Next Word Prediction App

Suresh Subramaniam
03/14/2018

Introduction and Background

This app displays the probable next word a user will type based on the words he/she has typed so far. As the user types words, the app suggests the next word. Some of the practical applications of this framemwork are

  • Speed up text input and typing in constrained environments like a mobile phones or small keyboards
  • Help people with writing difficulties
  • Help people with inadequate language skills or while using a foreign language.
  • Use as a supervised or unsupervised text generator
  • Improve written communication quality by detecting mistakes and reducing grammatical and spelling errors.

Approach and Methodology

The high level details of how the app was built is below

  • The training and testing data was derived from sampling data from Twitter, Blogs and News.

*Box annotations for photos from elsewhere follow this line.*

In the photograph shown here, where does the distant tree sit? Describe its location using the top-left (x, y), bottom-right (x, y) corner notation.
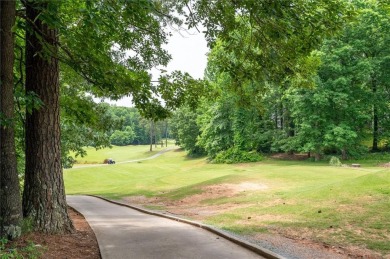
top-left (171, 107), bottom-right (204, 155)
top-left (110, 126), bottom-right (135, 146)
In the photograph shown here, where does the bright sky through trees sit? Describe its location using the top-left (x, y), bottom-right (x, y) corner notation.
top-left (105, 29), bottom-right (209, 107)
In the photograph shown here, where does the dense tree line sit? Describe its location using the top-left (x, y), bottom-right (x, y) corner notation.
top-left (172, 1), bottom-right (390, 162)
top-left (0, 0), bottom-right (352, 241)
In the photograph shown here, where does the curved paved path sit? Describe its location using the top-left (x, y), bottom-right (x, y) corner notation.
top-left (67, 196), bottom-right (262, 259)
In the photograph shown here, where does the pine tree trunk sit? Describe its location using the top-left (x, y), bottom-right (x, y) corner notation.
top-left (0, 1), bottom-right (22, 239)
top-left (372, 79), bottom-right (379, 152)
top-left (23, 1), bottom-right (73, 233)
top-left (150, 120), bottom-right (153, 152)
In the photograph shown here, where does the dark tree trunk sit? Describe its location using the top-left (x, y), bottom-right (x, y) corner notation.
top-left (23, 1), bottom-right (73, 236)
top-left (0, 1), bottom-right (22, 239)
top-left (372, 80), bottom-right (379, 152)
top-left (165, 121), bottom-right (168, 147)
top-left (341, 148), bottom-right (348, 160)
top-left (150, 120), bottom-right (154, 152)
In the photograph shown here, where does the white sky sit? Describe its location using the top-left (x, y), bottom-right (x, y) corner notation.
top-left (105, 27), bottom-right (209, 107)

The data used is available at https://d396qusza40orc.cloudfront.net/dsscapstone/dataset/Coursera-SwiftKey.zip
  • Due to the large volume of data, a 10% random sample of the three individual datasets was extracted and combined to train the model. A 1% sample of the combined dataset was used to test the model, quantify the accuracy and do cross-validation.
  • Various optimization techniques were used to find the best balance between accuracy, performance and data volume.
  • The prediction was done after reducing the data to 5-grams. An ngram is a set of contiguous words in a document. More details at https://en.wikipedia.org/wiki/N-gram

Approach and Methodology (Continued)

  • The Backoff method was used to predict the probable next word. The user provided phrase is first searched for in the highest n-gram, if it is found present the next word, otherwise go the next lower level n-gram and search for the phase minus the first word, and so on till we reach the unigram. If it is not found in any n-gram then present the most frequently occurring single word. More details at https://www.quora.com/What-is-backoff-in-NLP
  • The UI for the app was built using the Shiny package and it was deployed on shinyapp.io.
  • A more detailed explanation of the methodolgy and suggestions on how to improve the accuracy and performance is available at http://rpubs.com/joresh/368348

Archiecture and Tools Used

  • The code for the data loading, cleaning, transforming and reporting are all written in R.
  • Generic functions have been developed for each step in the process which can be applied to any dataset (within contraints mentioned in the document at http://rpubs.com/joresh/368348)
  • The R packges used include base R, dplyr, tm, tidytext, data.table and stringr.
  • The app is deployed to the cloud using Shiny.

The link to the application is https://joresh.shinyapps.io/wordpred/